Vincent Nogueira

Personal information
- Date of birth: 16 January 1988 (age 38)
- Place of birth: Besançon, France
- Height: 1.69 m (5 ft 7 in)
- Position: Midfielder

Team information
- Current team: Strasbourg (women's manager)

Youth career
- Sochaux

Senior career*
- Years: Team / Apps / (Gls)
- 2007–2014: Sochaux / 114 / (6)
- 2014–2016: Philadelphia Union / 64 / (9)
- 2016–2018: Strasbourg / 28 / (1)
- 2017–2018: Strasbourg B / 8 / (0)
- 2018–2019: Annecy / 18 / (0)
- 2019–2020: Schiltigheim / 14 / (0)
- Total:  / 246 / (16)

International career
- 2009: France U21 / 1 / (0)

Managerial career
- 2017–2018: Strasbourg (U17 assistant)
- 2018–2019: Annecy (U17 assistant)
- 2019–2020: Schiltigheim (U18 manager)
- 2020–: Strasbourg (women's manager)

= Vincent Nogueira =

French footballer (born 1988)

 Vincent Nogueira (born 16 January 1988) is a French former professional footballer who played as a midfielder and current manager of Strasbourg's women team.

==Club career==

===Sochaux===
Vincent Nogueira, who has Portuguese heritage, began his youth career at the training center of FC Sochaux.
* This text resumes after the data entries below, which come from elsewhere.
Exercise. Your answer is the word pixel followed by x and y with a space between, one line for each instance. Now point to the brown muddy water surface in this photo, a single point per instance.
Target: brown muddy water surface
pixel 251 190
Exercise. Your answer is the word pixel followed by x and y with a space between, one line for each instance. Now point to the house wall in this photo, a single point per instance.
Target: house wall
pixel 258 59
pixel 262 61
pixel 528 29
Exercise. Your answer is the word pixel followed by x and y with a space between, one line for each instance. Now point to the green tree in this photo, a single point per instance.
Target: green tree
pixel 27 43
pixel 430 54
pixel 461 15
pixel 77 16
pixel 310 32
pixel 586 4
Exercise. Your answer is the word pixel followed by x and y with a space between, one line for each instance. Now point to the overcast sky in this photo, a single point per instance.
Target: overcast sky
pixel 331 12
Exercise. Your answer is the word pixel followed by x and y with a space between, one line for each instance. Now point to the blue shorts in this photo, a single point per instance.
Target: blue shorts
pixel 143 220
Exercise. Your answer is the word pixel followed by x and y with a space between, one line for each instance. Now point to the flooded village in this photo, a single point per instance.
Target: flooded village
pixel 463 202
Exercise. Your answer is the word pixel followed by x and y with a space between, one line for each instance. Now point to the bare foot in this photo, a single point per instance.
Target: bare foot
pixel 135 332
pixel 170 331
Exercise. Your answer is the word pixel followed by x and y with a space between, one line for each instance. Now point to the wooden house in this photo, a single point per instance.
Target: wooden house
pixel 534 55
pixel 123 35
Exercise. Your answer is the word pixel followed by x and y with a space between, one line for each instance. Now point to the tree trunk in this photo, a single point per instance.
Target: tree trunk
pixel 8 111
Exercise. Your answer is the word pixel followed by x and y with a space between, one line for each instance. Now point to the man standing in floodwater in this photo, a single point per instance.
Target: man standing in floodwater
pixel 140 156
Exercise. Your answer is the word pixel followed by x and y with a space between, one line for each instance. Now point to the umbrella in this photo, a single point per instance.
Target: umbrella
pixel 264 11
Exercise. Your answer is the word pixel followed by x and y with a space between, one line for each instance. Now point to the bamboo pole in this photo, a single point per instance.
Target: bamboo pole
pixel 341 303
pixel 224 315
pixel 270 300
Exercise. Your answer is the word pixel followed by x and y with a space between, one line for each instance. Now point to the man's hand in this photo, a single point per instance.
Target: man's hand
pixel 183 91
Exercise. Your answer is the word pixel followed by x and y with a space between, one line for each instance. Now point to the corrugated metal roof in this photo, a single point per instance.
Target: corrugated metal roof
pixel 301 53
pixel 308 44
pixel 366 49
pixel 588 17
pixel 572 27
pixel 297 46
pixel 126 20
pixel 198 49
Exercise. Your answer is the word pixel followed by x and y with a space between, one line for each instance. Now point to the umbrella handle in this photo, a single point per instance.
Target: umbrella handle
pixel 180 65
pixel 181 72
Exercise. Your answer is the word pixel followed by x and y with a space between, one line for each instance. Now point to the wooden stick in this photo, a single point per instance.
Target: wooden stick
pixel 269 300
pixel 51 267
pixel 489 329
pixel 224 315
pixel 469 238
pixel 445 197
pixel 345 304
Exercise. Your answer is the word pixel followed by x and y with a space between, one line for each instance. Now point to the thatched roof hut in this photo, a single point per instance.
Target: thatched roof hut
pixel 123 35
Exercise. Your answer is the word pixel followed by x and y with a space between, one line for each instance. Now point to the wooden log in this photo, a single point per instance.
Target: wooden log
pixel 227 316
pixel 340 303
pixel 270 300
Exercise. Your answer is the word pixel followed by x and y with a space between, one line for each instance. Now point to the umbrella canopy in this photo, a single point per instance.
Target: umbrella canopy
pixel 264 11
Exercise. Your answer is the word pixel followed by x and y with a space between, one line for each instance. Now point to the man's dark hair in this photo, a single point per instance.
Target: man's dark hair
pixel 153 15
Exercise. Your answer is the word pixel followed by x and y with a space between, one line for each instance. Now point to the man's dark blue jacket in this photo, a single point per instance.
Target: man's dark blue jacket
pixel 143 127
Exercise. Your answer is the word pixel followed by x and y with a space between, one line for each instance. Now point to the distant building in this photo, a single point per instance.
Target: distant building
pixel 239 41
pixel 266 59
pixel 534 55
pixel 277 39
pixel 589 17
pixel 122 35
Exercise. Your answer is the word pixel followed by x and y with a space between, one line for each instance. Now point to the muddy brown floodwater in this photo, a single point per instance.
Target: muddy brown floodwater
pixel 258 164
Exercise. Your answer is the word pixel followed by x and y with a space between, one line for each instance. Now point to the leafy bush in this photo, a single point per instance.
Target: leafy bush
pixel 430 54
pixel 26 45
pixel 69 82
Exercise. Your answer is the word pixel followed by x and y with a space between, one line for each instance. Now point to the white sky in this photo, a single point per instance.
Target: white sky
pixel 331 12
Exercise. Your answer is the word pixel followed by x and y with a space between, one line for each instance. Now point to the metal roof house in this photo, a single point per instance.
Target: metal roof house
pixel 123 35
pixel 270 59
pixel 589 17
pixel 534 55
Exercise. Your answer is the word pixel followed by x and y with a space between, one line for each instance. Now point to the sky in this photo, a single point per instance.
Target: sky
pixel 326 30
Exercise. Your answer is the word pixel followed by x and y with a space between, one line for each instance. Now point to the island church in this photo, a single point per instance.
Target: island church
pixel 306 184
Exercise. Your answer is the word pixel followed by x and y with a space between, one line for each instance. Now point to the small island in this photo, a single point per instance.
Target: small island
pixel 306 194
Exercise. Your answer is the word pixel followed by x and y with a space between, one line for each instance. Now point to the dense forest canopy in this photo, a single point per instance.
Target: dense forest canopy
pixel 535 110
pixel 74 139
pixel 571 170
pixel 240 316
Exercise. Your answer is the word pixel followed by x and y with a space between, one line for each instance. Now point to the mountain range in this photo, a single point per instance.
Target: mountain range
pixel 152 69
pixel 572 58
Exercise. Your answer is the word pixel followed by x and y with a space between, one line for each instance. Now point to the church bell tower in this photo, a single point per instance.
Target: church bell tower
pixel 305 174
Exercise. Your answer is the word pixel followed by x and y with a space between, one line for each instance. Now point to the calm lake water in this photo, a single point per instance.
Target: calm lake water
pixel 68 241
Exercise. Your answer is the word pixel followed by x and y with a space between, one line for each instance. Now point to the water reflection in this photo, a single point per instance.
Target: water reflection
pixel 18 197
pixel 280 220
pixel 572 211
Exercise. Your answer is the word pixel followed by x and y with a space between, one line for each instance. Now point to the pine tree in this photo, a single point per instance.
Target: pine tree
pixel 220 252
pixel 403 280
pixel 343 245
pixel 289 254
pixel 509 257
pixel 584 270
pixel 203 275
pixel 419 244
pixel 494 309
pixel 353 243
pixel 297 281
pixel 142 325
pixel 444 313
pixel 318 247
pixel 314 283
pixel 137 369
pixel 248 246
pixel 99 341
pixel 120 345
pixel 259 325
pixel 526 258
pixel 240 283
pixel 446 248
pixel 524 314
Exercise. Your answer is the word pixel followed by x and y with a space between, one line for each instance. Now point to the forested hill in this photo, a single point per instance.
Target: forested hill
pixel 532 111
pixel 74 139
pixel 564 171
With the Sochaux youth team he won the Coupe Gambardella in 2007. Following his displays with the youth team Nogueira was promoted to the first team in 2007. He was limited by injuries for the next few seasons. He had a promising start to the 2009–10 season as he was named best Sochaux player for August 2009. He scored his first goal in Ligue 1 the last day of the 2010–11 in a 3–1 victory over AC Arles-Avignon. During the 2012–13 season Nogueira scored his first double in Ligue 1 on 26 April 2013 in a 3–3 draw with Lille, scoring on two late freekicks.

===Philadelphia Union===
Nogueira signed with Major League Soccer club Philadelphia Union on 30 January 2014. Noguiera would immediately become a critical insertion for the Union's starting lineup, starting 28 of his 29 appearances during the 2014 season. He would finish the season with two goals and three assists. The Union's 2015 season would see an additional five goals scored from Noguiera who continued to receive praise as a consistent performer and distributor, although he was limited during the season due to various injuries.

Midway through the 2016 season Noguiera and the Union mutually agreed to terminate his contract in June 2016 due to personal health issues. He would finish the 2016 season with the Union making 8 starts and scoring twice.

===Strasbourg===
Nearly a week after departing Philadelphia, Nogueira returned to his native France and signed with Ligue 2 club RC Strasbourg Alsace for their 2016–17 campaign.

After the end of the 2018–19 season Nogueira left Annecy FC.

Vincent Nogueira retired in 2020 and became a coach at his old club, RC Strasbourg Alsace

==International career==
Nogueira made his international debut for the France U21 national team in its 2–2 tie with Poland U21 on 21 August 2009.

==Coaching career==
After retiring in May 2020, Nogueira was immediately appointed manager of Strasbourg's women team. As of September 2022, he was still at the same position.

==Personal life==
In February 2016, Nogueira received his U.S. green card which qualifies him as a domestic player for MLS roster purposes.